We might want to find the total income (including the allowance) of every employee (including every manager).
A JOIN operation is necessary for SQL to do it:
SELECT employee.id, employee.name, employee.salary+manager.allowance FROM
employee LEFT JOIN manager ON employee.id=manager.id
But for two tables having a one-to-one relationship, we can treat them like one table:
SELECT id,name,salary+allowance FROM employee
According to the stipulation, homo-dimension tables are joined according to the primary keys. Records with same primary key values correspond exclusively to each other. The expression “salary+allowance” is uniquely computed over each record of the employee table, having no possibility of causing ambiguity.
Homo-dimension tables are equal. One can refer a field of another.
**3. The integration of the parent and child tables **
A typical example of the parent and child tables is the orders table and the order detail table, like the following two tables:
The Orders table, with the following fields:
The OrderDetail table, with the following fields:
The Orders table’s primary key is id field. The OrderDetail table’s primary key is id and no fields. The former is a part of the latter.
We might want to know the total amount of every order.
The following is the SQL code:
SELECT Orders.id, Orders.customer, SUM(OrderDetail.price)
FROM Orders JOIN OrderDetail ON Orders.id=OrderDetail.id
GROUP BY Orders.id, Orders.customer
SQL needs a GROUP BY to reduce the records with same ids produced by JOIN operation.
If we treat the child table OrderDetail as a field of the parent table Orders, with the field values being the records in the child table matching the primary key of the parent table, the JOIN and GROUP BY won’t be necessary:
SELECT id, customer, OrderDetail.SUM(price) FROM Orders
Unlike a conventional field, the values of OrderDetail field are sets, because the relationship between a parent table and its child table is one-to-many. Here an aggregation is performed over each set type value to get a single value.
This perspective on associating tables makes the query easy to write and understand, as well as less error-prone.
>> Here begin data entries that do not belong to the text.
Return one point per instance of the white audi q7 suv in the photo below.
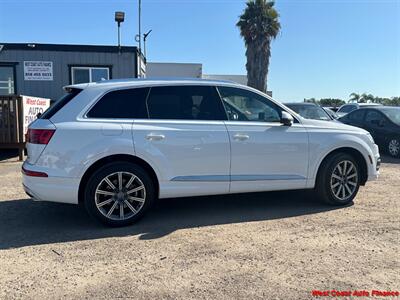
(116, 146)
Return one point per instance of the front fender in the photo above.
(322, 144)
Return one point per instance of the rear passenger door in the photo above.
(265, 154)
(185, 139)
Suppose the Orders table has another child table that records the status of payments:
The OrderPayment table, with the following fields:
We might want to find the orders that haven’t yet been fully paid, or whose accumulated payments are less than the total amount.
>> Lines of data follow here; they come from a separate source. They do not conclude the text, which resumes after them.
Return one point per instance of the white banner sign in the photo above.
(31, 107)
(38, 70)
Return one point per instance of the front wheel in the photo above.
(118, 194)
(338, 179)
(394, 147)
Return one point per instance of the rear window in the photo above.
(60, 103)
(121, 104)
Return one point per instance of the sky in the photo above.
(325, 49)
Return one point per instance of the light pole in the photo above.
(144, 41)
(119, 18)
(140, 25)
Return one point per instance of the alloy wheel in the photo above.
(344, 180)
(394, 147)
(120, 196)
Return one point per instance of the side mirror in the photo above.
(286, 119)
We shouldn’t simply JOIN the three tables. A many-to-many relationship will happen between the OrderDetail table and the OrderPayment table and the result will be wrong (Try thinking about the high possibility of error occurrence by performing a many-to-many join mentioned in the previous article). The right way is to GROUP the two tables separately and JOIN each grouped result with the Orders Table. The query will be complicated.
If we treat each child table as a field of the parent table, the query will be simple and easy:
SELECT id,customer,OrderDetail.SUM(price) x, OrderPayment.SUM(amount) y FROM Orders WHERE x>y
This way, the error caused by a many-to-many relationship can be avoided.
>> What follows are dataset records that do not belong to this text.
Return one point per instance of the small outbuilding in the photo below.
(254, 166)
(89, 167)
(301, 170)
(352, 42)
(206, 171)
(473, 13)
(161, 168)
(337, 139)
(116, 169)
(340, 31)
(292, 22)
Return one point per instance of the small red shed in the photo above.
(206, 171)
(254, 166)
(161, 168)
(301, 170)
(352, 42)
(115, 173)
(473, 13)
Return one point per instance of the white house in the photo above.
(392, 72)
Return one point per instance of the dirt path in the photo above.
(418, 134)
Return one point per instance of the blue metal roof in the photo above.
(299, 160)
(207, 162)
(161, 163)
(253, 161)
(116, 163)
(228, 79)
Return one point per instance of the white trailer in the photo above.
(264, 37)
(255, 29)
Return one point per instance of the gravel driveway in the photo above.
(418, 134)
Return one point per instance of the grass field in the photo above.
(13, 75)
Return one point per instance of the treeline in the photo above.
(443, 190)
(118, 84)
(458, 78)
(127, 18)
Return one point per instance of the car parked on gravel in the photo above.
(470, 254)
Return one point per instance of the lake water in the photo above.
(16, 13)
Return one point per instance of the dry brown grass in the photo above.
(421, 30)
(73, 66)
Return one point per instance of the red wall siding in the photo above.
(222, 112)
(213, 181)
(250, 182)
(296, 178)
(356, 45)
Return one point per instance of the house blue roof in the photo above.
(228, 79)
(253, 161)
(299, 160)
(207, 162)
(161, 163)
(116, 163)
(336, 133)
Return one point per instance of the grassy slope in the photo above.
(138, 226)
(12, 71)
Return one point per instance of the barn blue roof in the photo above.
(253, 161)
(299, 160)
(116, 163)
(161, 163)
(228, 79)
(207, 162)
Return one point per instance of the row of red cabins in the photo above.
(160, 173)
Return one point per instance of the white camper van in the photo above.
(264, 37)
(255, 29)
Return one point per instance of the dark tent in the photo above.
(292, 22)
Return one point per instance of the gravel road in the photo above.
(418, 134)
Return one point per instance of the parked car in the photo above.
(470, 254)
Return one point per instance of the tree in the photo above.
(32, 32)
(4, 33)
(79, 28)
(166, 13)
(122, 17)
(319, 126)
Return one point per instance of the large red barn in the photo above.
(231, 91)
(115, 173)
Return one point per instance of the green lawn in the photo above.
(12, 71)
The parent table and its child table are not equal. But a two-way reference is allowed. The above is the case of referencing records of the child table from the parent table. The reference in an opposite direction is similar to that from a foreign key table.
By treating a multiple table related operation as a relatively complex single table operation, we abandon the Cartesian product to look at the JOIN operations from a different perspective. The new approach almost eliminates associating actions from the most common equi-join operations, and even the JOIN key word from the syntax, creating simple and easy to understand queries.